Still stuck? Temporarily disable the firewall entirely (just for testing) to confirm it's the blocker. If that fixes it, re-enable the firewall and create a custom inbound rule for port 445 (TCP) from any IP. That's the port SMB uses.
3. Network Profile Type — Private vs Public
Windows treats public networks differently — it blocks file sharing by default. Right-click your network icon in the system tray, select Network & Internet settings, then Properties (for your active connection). Change the network profile to Private. This enables network discovery and file sharing.
4. Last Resort: Registry Tweak for NTLM Fallback
If you've tried everything and the remote machine is stubborn, you can force Windows to send LM responses (weak, but works with ancient devices). This is a security compromise — only do it on a trusted network.
- Open Regedit as admin.
- Navigate to
HKEY_LOCAL_MACHINE\SYSTEM\CurrentControlSet\Control\Lsa. - Create or modify DWORD
LMCompatibilityLevel. Set it to 1 (send LM & NTLM — use NTLMv2 session security if negotiated). - Reboot and test.

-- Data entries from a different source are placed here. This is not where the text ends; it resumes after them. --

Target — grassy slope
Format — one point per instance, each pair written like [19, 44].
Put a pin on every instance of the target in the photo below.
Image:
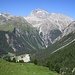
[8, 68]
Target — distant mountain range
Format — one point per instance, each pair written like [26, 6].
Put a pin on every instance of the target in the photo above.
[20, 34]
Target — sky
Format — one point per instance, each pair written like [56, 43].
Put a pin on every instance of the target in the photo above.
[24, 7]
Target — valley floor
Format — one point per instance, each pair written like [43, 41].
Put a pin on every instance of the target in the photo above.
[9, 68]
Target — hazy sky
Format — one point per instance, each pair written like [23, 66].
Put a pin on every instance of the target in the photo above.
[24, 7]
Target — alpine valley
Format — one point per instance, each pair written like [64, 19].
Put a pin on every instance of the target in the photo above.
[42, 38]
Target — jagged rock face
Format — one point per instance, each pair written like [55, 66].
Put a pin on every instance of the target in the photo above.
[48, 23]
[18, 36]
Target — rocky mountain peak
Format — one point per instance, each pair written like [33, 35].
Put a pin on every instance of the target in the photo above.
[39, 13]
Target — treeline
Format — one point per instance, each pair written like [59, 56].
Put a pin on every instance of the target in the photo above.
[62, 61]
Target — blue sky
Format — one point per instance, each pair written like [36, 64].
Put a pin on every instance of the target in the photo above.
[24, 7]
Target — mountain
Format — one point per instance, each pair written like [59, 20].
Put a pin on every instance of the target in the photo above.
[60, 55]
[50, 26]
[18, 36]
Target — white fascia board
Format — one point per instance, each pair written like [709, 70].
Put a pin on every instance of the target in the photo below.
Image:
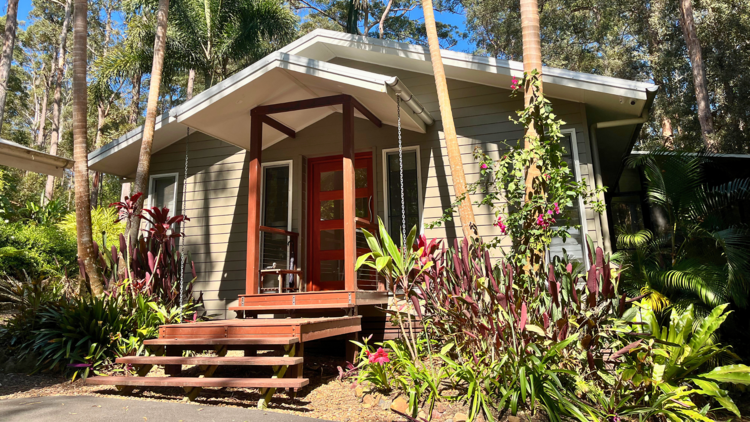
[127, 139]
[342, 74]
[580, 80]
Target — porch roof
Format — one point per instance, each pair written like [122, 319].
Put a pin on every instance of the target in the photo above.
[223, 111]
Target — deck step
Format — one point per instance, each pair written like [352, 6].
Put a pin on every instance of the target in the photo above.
[199, 382]
[222, 341]
[211, 360]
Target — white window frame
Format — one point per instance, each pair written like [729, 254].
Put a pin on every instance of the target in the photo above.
[385, 153]
[152, 196]
[581, 205]
[263, 167]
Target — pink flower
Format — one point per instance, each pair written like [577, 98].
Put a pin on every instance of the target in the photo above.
[381, 356]
[514, 83]
[499, 223]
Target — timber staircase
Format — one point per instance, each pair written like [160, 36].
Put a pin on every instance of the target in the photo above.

Default value for modern Windows is 5 (refuse LM & NTLM). Setting it to 1 is the most permissive.
Why This Happens in the Real World
I see 0x00000041 most often in three scenarios:
- You changed your Windows password but the network share still has the old one cached.
- You're connecting to a Linux Samba share that expects SMB1 but your Win10/11 machine only offers SMB2+.
- A corporate firewall or local Windows Firewall rule blocks port 445 between subnets.
Start with credentials, then SMB version, then firewall. Nine times out of ten you'll stop at step 1.